How are stablecoins different from other cryptocurrencies like bitcoin and ethereum? And are they really "stable"?
Here are answers to 5 questions:
1. What is a stablecoin?
A stablecoin is a type of cryptocurrency designed to keep a steady (or "stable") price. This stability is possible because their value is backed by other assets—most commonly, by fiat currencies like the US dollar.
Cryptocurrencies as a whole are highly volatile and can experience dramatic price changes rapidly. This can make it risky to use them for transactions, since $1 worth of a cryptocurrency like bitcoin could be worth $0.50 or $4 by the time the transaction is complete.
Stablecoins aim to solve this uncertainty by combining the stability of cash with the benefits of blockchain technology.
2. How do stablecoins provide the "stability of cash"?
Stablecoins tie, or "peg," their value to another asset—most commonly a fiat currency like the US dollar, other commodities, or even cryptocurrencies. For example, one unit of a stablecoin that's pegged to the US dollar should always be worth $1. The asset they’re pegged to is held in reserves (we’ll talk more about that soon).
You can almost think about stablecoins as a digital representation of cash. This makes it easier for parties to transact confidently, without the worry of extreme price volatility (which you may face with other cryptocurrencies).
3. How do stablecoins work?
Issuers of stablecoins hold reserves, which is what makes the system work. A stablecoin with $5 billion in circulation, for example, would need to be backed by at least $5 billion in reserves from the issuer. Stablecoins can be backed by reserves in fiat currencies, commodities, or even other cryptocurrencies (depending on what the stablecoin is backed by).
For a stablecoin backed by the US dollar, we can almost compare buying it to buying digital cash. These digital "dollars" allow users to transact on a particular network—the blockchain. Unlike traditional banking systems the blockchain provides a few benefits, like 24/7 access (transactions can happen anytime, even on weekdays or holidays) and transparency (anyone can see the transaction history, though identities are hidden).
While this simple comparison helps to visualize stablecoins, it’s important to note that they are different and have their own risks vs. cash, which we’ll talk about below.
4. What are the potential pros of stablecoins?
The relative price stability of stablecoins versus other crypto can make it more appealing and practical for use in day-to-day transactions.

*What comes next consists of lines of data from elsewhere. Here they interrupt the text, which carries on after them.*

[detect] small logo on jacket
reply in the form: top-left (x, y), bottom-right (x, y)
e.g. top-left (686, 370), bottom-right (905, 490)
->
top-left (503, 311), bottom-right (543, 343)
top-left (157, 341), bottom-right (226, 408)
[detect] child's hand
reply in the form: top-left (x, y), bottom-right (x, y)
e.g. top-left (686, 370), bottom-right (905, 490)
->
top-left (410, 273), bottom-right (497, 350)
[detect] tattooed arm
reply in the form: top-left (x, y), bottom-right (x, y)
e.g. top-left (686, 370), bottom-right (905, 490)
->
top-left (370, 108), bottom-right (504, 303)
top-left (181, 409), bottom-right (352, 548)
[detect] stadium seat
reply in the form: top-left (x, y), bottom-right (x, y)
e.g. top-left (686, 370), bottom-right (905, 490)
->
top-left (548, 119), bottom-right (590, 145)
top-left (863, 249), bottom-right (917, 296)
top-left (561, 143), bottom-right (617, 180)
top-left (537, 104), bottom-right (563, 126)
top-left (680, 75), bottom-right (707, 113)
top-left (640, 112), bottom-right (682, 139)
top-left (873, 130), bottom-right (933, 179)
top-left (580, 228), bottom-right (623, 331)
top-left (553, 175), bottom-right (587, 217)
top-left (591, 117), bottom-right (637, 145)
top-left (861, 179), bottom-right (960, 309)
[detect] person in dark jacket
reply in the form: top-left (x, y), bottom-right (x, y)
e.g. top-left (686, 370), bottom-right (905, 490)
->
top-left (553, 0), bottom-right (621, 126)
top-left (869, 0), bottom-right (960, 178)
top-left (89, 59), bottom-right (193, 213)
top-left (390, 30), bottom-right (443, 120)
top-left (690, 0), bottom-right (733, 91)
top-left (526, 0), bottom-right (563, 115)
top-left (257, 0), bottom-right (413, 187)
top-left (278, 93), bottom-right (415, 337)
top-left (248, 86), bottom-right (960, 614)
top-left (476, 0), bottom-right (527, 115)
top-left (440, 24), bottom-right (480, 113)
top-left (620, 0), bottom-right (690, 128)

Transactions using stablecoins can also be faster than traditional banking due to blockchain technology discussed above, with 24/7 access. Additionally, crypto supporters believe blockchains provide greater security, accessibility, transparency, and cost efficiency than traditional systems. This technology can make it easier to send cross-border payments as well, and is globally accessible by anyone with internet access and a digital wallet.
In summary, when comparing stablecoins to traditional cash, stablecoins may be appealing due to quicker, low-cost international transactions, near-instant transaction speed, and blockchain security, accessibility, and transparency.
5. What are potential cons of stablecoins?
Just like other types of crypto, stablecoins can be risky. One risk to think about is that they might lose their connection to the value they’re supposed to match (like the US dollar). For example, a stablecoin that’s meant to always be worth $1 could drop below that if people start worrying about the money or assets backing it, or if they lose trust in the company that created it. If the company can’t fix the problem or rebuild trust, people who own the stablecoin might not be able to trade it back for $1.
Also, it’s worth noting that cryptocurrencies pose a risk. Recent regulations may reduce the probability of fraud and malpractice, but they can’t protect a portfolio against negative market sentiment. It’s important to do your research before purchasing, and risks may vary based on the coin. Who the issuer is, and what their capabilities/skillsets are, are important factors to consider.
The bottom line
Stablecoins can offer price stability for crypto users. Nevertheless, like with other investments, make sure you consider your personal investing goals and risk tolerance before purchasing stablecoins. Carefully do your research on the coin you’re considering before you purchase. One general way to lessen the impact of volatility could be to limit your purchases to an amount you’re comfortable with losing.